Equirectangular Projection (ERP): This format is obtained by considering the latitude and longitude of a point on the sphere to be 2D Cartesian coordinates on a plane. The sampling pattern for ERP and the corresponding 2D projection are shown in
Cubemap Projection (CMP): This format is obtained by radially projecting points on the sphere to the six faces of a cube enclosing the sphere, as illustrated in
The Joint Video Exploration Team (WET) document [10] provides a more detailed discussion of these formats including procedures to map back and forth from a sphere to these formats.
A central component in modern video codecs such as H.264 [2] and HEVC [3] is motion compensated prediction, often referred to as “inter-prediction”, which is tasked with exploiting temporal redundancies. Standard video codecs use a (piecewise) translational motion model for inter prediction, while some nonstandard approaches considered extensions to affine motion models that may be able to handle more complex motion, at a potentially significant cost in side information (see recent approaches in [4, 5]). Still, in 360° video, the amount of warping induced by the projection varies for different regions of the sphere, and yields complex non-linear motion in the projected plane, for which both the translation motion model and its affine motion extension are ineffective. Note that even a simple translation of an object on the unit sphere leads to complex nonlinear motion in the projected domain. Moreover, motion vector in the projected domain doesn't have any meaningful physical interpretation. Thus, a new motion compensated prediction technique that is tailored to the setting of 360° video signals is needed.

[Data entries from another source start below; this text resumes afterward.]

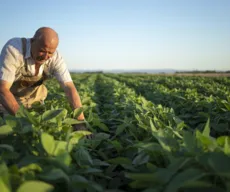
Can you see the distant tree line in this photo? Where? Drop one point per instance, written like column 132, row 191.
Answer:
column 206, row 71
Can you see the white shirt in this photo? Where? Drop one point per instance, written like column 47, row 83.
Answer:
column 11, row 61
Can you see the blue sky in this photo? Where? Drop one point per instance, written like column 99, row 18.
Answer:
column 128, row 34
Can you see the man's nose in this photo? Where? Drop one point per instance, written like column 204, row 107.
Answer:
column 46, row 55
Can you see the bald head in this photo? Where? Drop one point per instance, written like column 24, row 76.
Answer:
column 46, row 34
column 44, row 44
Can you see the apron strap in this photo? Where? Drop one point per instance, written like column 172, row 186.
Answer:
column 24, row 52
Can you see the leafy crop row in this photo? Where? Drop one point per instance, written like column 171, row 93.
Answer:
column 142, row 138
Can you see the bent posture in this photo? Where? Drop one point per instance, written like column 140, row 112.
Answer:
column 25, row 64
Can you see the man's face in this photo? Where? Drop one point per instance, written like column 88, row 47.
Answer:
column 42, row 50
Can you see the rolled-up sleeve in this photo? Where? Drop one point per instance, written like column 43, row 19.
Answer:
column 60, row 69
column 8, row 60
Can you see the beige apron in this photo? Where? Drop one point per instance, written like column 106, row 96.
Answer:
column 28, row 89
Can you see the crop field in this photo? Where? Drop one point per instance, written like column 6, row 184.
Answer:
column 150, row 133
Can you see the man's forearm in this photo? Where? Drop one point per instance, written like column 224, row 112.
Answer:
column 74, row 99
column 9, row 102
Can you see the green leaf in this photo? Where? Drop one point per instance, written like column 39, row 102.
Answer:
column 64, row 158
column 5, row 130
column 226, row 146
column 3, row 186
column 76, row 136
column 120, row 161
column 100, row 125
column 120, row 129
column 219, row 162
column 143, row 180
column 30, row 167
column 206, row 131
column 4, row 179
column 56, row 175
column 59, row 147
column 7, row 147
column 141, row 158
column 35, row 186
column 48, row 143
column 190, row 142
column 82, row 157
column 50, row 115
column 77, row 112
column 183, row 178
column 25, row 113
column 71, row 121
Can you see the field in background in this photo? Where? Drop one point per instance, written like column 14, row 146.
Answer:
column 151, row 133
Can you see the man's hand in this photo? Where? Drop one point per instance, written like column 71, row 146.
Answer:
column 82, row 127
column 73, row 97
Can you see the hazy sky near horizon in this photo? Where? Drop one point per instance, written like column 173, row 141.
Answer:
column 128, row 34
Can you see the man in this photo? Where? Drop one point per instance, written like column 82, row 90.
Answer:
column 25, row 64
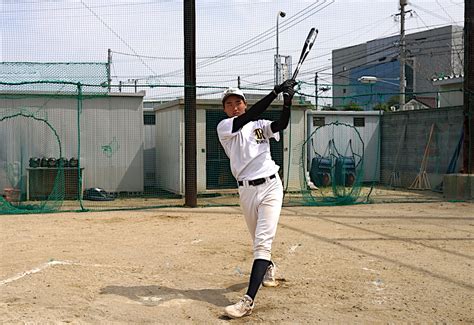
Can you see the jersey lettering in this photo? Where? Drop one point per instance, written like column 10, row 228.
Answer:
column 259, row 137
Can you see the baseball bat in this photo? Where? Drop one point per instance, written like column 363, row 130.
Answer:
column 308, row 44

At the encoder, motion estimation is performed to determine the best motion vector among the set of motion vector candidates. Standard video coding techniques define a fixed motion search pattern and motion search range in the projected domain. With the varying sampling density on the sphere for a given projection format, the fixed search pattern defined in the projected domain induces widely varying search patterns and search ranges depending on location on the sphere. This causes considerable suboptimality of the motion estimation stage.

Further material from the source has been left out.